Here's a tidy workflow that I used to see if estimating the transformations inside of resampling made a big difference (it didn't):

library(recipes)
library(rsample)
library(yardstick)

# create the recipe without the formula to more easily 
pls_rec <- recipe(total_N2O ~ ., data = annual_flux) %>%
  add_role(series, town, avg_N2O, log_avg_N2O,year, log_total_N2O,
           new_role = "other data") %>%
  step_YeoJohnson(all_predictors()) %>%
  step_center(all_predictors()) %>%
  step_scale(all_predictors())

# functions to fit the model and get predictions + RMSE
pls_fit <- function(recipe, ...) {
  plsr(total_N2O ~ ., data = juice(recipe, all_predictors(), all_outcomes()))
}
pls_pred <- function(split, recipe, model, ...) {
  # get the holdout data via `assessment` then preprocess
  pred_data <- bake(recipe, newdata = assessment(split), all_predictors(), all_outcomes())

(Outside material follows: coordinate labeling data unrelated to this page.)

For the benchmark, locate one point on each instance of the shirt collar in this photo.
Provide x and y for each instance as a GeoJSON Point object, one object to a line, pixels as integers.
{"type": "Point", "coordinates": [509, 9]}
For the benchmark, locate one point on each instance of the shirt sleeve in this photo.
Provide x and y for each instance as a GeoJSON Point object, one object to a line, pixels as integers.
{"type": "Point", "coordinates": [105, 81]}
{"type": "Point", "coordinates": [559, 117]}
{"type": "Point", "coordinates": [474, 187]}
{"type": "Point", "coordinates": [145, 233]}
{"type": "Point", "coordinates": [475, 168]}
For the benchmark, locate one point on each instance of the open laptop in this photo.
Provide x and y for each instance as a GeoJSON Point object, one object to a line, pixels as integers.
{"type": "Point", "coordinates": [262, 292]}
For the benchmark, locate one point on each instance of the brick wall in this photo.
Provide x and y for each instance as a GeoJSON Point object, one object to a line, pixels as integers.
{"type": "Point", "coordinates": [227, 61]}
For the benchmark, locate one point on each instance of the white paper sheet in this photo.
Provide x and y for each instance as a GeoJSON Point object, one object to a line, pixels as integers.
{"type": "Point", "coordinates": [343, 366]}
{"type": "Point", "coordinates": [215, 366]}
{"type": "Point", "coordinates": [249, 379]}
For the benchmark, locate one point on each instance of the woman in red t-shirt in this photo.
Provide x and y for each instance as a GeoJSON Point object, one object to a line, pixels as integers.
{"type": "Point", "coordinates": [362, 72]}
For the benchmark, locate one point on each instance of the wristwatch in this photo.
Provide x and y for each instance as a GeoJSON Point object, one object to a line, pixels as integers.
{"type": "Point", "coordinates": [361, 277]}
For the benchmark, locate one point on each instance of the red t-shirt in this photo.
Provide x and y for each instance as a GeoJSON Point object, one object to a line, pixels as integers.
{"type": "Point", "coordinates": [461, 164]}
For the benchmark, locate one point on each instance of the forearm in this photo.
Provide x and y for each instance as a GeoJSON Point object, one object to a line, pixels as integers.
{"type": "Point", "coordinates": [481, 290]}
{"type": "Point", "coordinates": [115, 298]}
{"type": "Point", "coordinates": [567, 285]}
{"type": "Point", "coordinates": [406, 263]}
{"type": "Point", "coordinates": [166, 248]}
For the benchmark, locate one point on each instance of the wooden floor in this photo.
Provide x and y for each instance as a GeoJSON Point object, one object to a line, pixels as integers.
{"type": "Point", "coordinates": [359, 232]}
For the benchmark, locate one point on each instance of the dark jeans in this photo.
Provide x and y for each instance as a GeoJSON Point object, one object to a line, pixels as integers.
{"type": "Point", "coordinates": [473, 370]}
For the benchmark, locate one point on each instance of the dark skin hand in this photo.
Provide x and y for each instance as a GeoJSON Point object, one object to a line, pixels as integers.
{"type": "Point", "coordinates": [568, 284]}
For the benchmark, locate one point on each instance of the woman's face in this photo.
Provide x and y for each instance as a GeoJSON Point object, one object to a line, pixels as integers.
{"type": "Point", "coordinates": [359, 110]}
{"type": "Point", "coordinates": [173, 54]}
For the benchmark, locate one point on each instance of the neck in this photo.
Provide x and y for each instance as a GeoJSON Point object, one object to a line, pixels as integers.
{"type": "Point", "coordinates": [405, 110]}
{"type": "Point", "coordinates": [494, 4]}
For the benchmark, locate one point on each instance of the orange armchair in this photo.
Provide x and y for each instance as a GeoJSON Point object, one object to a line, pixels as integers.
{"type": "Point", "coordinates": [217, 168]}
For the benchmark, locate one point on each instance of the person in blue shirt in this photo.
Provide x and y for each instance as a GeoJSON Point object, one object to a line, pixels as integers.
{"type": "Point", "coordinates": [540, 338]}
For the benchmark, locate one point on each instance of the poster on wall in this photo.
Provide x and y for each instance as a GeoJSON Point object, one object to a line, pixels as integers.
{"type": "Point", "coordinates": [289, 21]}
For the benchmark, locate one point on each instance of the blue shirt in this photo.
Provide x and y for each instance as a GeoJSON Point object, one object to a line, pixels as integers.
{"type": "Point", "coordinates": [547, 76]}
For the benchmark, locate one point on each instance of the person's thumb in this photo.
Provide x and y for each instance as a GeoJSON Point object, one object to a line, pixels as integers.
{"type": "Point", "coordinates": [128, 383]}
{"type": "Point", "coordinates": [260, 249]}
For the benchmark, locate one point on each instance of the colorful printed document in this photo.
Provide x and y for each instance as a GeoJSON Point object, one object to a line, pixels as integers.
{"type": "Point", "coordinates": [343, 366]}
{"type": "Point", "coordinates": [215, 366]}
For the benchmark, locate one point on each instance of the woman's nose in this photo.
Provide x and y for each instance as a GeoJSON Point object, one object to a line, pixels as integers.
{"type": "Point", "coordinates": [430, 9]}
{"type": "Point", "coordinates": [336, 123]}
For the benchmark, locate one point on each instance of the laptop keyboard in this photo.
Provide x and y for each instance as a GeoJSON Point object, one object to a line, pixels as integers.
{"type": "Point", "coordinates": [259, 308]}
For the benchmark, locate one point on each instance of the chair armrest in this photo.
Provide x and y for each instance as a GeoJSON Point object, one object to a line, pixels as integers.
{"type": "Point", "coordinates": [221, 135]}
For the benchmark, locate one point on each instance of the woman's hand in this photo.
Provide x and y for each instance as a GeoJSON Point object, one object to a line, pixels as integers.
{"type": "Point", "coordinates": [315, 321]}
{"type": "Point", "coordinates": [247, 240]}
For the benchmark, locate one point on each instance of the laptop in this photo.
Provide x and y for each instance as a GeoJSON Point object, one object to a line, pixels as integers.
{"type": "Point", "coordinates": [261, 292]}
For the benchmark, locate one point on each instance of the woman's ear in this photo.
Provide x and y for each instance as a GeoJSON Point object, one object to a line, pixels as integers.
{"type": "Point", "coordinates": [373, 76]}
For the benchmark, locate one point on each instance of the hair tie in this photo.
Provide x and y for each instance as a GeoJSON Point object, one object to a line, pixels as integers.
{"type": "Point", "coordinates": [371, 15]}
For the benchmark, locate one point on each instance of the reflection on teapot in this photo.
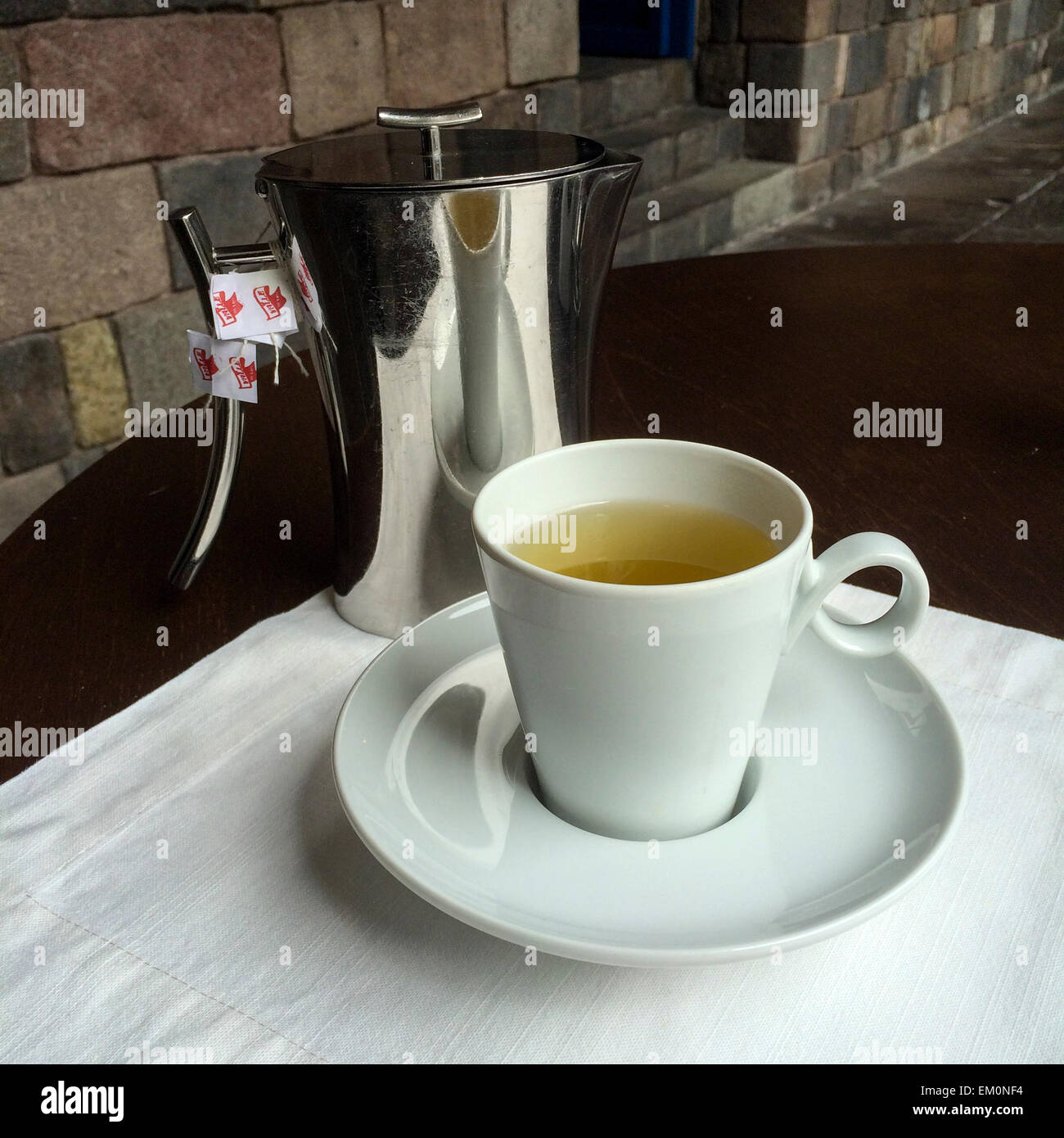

  # One outcome so drop the dimension to a 2d array
  pred_vals <- predict(model, newdata = pred_data)[,1,] %>% 
    as.data.frame() %>%
    bind_cols(assessment(split) %>% select(total_N2O)) %>%
    # drop the predictions per component into a long df
    gather(label, prediction, -total_N2O) %>%
    # convert "X comp" to a numeric X
    mutate(
      ncomp = gsub(" comps", "", label),
      ncomp = as.numeric(ncomp)
      ) %>%
    # add resampling labels
    cbind(labels(split))
}


# setup a resampling scheme, estimate the recipes, fit the models and 
# make predictions, 
set.seed(57256)
folds <- vfold_cv(annual_flux, repeats = 5) %>%
  mutate(
    recipes = map(splits, prepper, pls_rec, retain = TRUE),
    models = map(recipes, pls_fit, validation = "none"),
    pred = pmap(
      list(split = splits, recipe = recipes, model = models),
      pls_pred
    )
  )

# get the RMSE values, summarize by #comps and plot

pred_vals <- folds %>% 
  pull(pred) %>% 
  bind_rows()

performance <- pred_vals %>%
  group_by(ncomp, id, id2) %>%
  do(metrics(., truth = total_N2O, estimate = prediction))

av_performance <- performance %>% 
  group_by(ncomp) %>%
  summarize(rmse = mean(rmse), rsq = mean(rsq))

ggplot(av_performance, aes(x = ncomp, y = rmse)) + 
  geom_point() + 
  geom_line() + 
  theme_bw()

We can compare this to what comes out of plsr (very similar pattern) via

# compare to orignal objects
original_pls_model <- 
  data.frame(
    ncomp = 0:26,
    rmse = unname(RMSEP(plsFit)$val[1,1,]),
    rsq = unname(R2(plsFit)$val[1,1,])
  ) %>%
  filter(ncomp > 0)

# pretty consistent with the original model; values are different due 
# to different resamples (and more too)
ggplot(av_performance, aes(x = ncomp, y = rmse)) + 
  geom_point() + 
  geom_line() + 
  geom_point(data = original_pls_model, col = "red") + 
  geom_line(data = original_pls_model, col = "red") + 
  theme_bw()

3 Likes

Thanks! This was totally worth the wait.

There is a similar model out there making N2O predictions with only weather variables. I wanted to strengthen the model by adding soil variables. But when I rank the predictors using varImp, the weather variables fall to last with no importance. It's not good news for the other person's model, so I want to be extra careful!

Another set of eyes and the extra code is really appreciated!